Speculative Income doesn’t have a precise meaning among the terms defined by the Income Tax provision but the term derives itself from the phrase ‘speculative transaction’. It can be understood that the income which is derived from speculative transaction is speculative income. To understand speculative income one must delve into an understanding of speculative transaction.
To define the phrase “speculative transaction”, one can understand that the term implies a transaction in which the contract which includes the purchase or sale of any commodity like stocks and shares is settled periodically or eventually settled otherwise than the actual delivery or transfer of the commodities or scrips.
One of the most common examples would be intra-day trading income. The term ‘intra-day trading’ means the trading of shares within the same day. Considering the case of intra-day trading in shares, one notices that ultimately there is no entry or exit from the trading account on the same date and therefore, there is no entry into the DEMAT account at all. Thereby, no deliveries in case of intra-day trading and therefore, the scenario can be referred to be speculative transaction.
While there are many cases when a transaction can be deemed to be “speculative”, one must have a clear understanding of what cannot be considered as speculative transactions as the following-
One can recognize speculative business to be treated as a distinct business and to be separate from any other business carried on by the same person if the taxpayer is carrying on many businesses along with the respective speculative business. Explanation 2 to Section 28 of the Income Tax Act, 1961 defines this term when the speculative business can be deemed as separate from the other businesses.

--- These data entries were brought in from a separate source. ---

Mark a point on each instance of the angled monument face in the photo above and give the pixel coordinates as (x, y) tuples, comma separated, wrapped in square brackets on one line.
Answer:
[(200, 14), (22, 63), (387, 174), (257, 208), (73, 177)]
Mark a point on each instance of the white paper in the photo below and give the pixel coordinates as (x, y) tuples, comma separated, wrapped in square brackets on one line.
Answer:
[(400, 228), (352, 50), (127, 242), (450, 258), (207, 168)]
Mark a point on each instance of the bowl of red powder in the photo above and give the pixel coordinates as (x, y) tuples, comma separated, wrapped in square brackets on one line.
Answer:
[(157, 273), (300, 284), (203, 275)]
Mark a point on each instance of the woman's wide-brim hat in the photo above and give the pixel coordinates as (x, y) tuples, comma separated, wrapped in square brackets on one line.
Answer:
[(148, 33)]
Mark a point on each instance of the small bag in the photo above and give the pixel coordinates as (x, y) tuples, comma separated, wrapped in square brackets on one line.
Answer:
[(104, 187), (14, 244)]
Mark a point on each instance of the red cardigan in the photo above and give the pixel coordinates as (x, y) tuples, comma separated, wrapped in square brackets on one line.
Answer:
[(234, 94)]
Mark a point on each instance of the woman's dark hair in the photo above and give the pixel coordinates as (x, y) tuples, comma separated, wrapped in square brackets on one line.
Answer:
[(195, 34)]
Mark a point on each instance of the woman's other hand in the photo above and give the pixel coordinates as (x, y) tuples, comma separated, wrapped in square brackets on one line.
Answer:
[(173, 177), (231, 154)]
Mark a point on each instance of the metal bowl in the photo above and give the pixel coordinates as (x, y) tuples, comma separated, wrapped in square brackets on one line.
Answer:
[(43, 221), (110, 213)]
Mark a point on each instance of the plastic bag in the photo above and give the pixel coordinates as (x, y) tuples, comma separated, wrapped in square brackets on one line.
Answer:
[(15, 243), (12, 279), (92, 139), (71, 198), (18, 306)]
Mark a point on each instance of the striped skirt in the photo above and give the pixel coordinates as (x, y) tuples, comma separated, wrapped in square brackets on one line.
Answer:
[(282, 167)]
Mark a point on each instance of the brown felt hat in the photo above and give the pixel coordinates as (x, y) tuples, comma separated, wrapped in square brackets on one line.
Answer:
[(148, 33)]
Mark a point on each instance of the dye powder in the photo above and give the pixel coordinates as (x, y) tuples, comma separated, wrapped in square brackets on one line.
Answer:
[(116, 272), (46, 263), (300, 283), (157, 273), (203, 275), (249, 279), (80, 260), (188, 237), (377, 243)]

It is important to treat speculative business as a distinct and separate business in order to necessitate calculate loss provisions. The Section 73 of the Income Tax Act states that the losses from speculation business can only be set off against the profits of the speculative business and unlike this is quite unlike that loss from any other business can be set off against the profits of other businesses. One must note that the losses from a speculative business can be carried forward to a subsequent year, can only be set-off against the profit and gains of any speculative business in the respectively subsequent year. Not only is it important to treat speculative business as a separate and distinct business but also the profits and losses as resulted from the respective speculative business must be treated as separate and distinct from other profits and gains as resulted from the business or profession.
One must make the note that loss from the speculative business cannot be carried forward for a period greater than four assessment years beyond that year in which the loss was incurred. Moreover, if there is any expenditure and depreciation in the process of scientific research, it is to be set off first, if the depreciation or capital expenditure is carried forward in the speculative business.
NSE (National Stock Exchange) and BSE (Bombay Stock Exchange) are among the most recognized stock exchanges in India.
Multi Commodity Exchange (MCX) Stock Exchange Limited and United Stock Exchange of India Limited are some important exchange associations based in India.
An "Eligible Transaction" can be defined in the following two ways-
"Eligible Transaction" for commodity derivative can be understood by the following two definitions and types of transactions-
As per explanation 2 to Section 28, one understands that speculation business should be separate and distinct while Section 43(5) defines what the term speculative transaction means. A juxtaposition of these facts indicates that Section 73 only applied when Speculative transactions constitute a business. Thereby, the provisions cannot be applied unless the loss pertains to speculative business. In almost every section (especially explanation 2 of Section 28) there is a pluralised reference to speculative “transactions” which indicates that if the speculative business is to be taken ahead within the parameters of the given explanation, a single transaction is insufficient unless there is a systematic or organised course of activity or conduct on the part of the assessee, it is clear that a single transaction is not possible. A single transaction done instead of actual delivery is not sufficient to stand by the explanation 2 of section 28 of the Income Tax Act, 1961 and there should be a plural set of speculative transactions.
One must consider that any part of the business or company which consists in purchase and sale of shares of other companies shall be deemed to be carrying on a speculation business to the extent to which the business consists of purchase and sale of such shares.
F&O in shares or commodities is not a speculative business if it is an eligible transaction, as discussed in the above sections and carried out in a Recognized Stock exchange or association respectively.
The business of Dabba trading which is disrepute for the vicious cycles it puts the underprivileged into is considered to be a speculative transaction. However, it is illegal and prohibited by SEBI.
One can understand that speculative income is a complex deal and at times can be quite risky. The taxpayer has to take care of several transactions and their actual credibility as speculative or normal business. It is important to determine whether speculative transaction can really work up to good profits within the affirmed legalities. There are several transactions which are misinterpreted or misunderstood as speculative transaction depending on the non-delivery of shares and merchandise and also based on the “intention” of the business. One should be through with all the clauses in order to determine which transaction is speculative and accordingly file their taxation and other official purposes.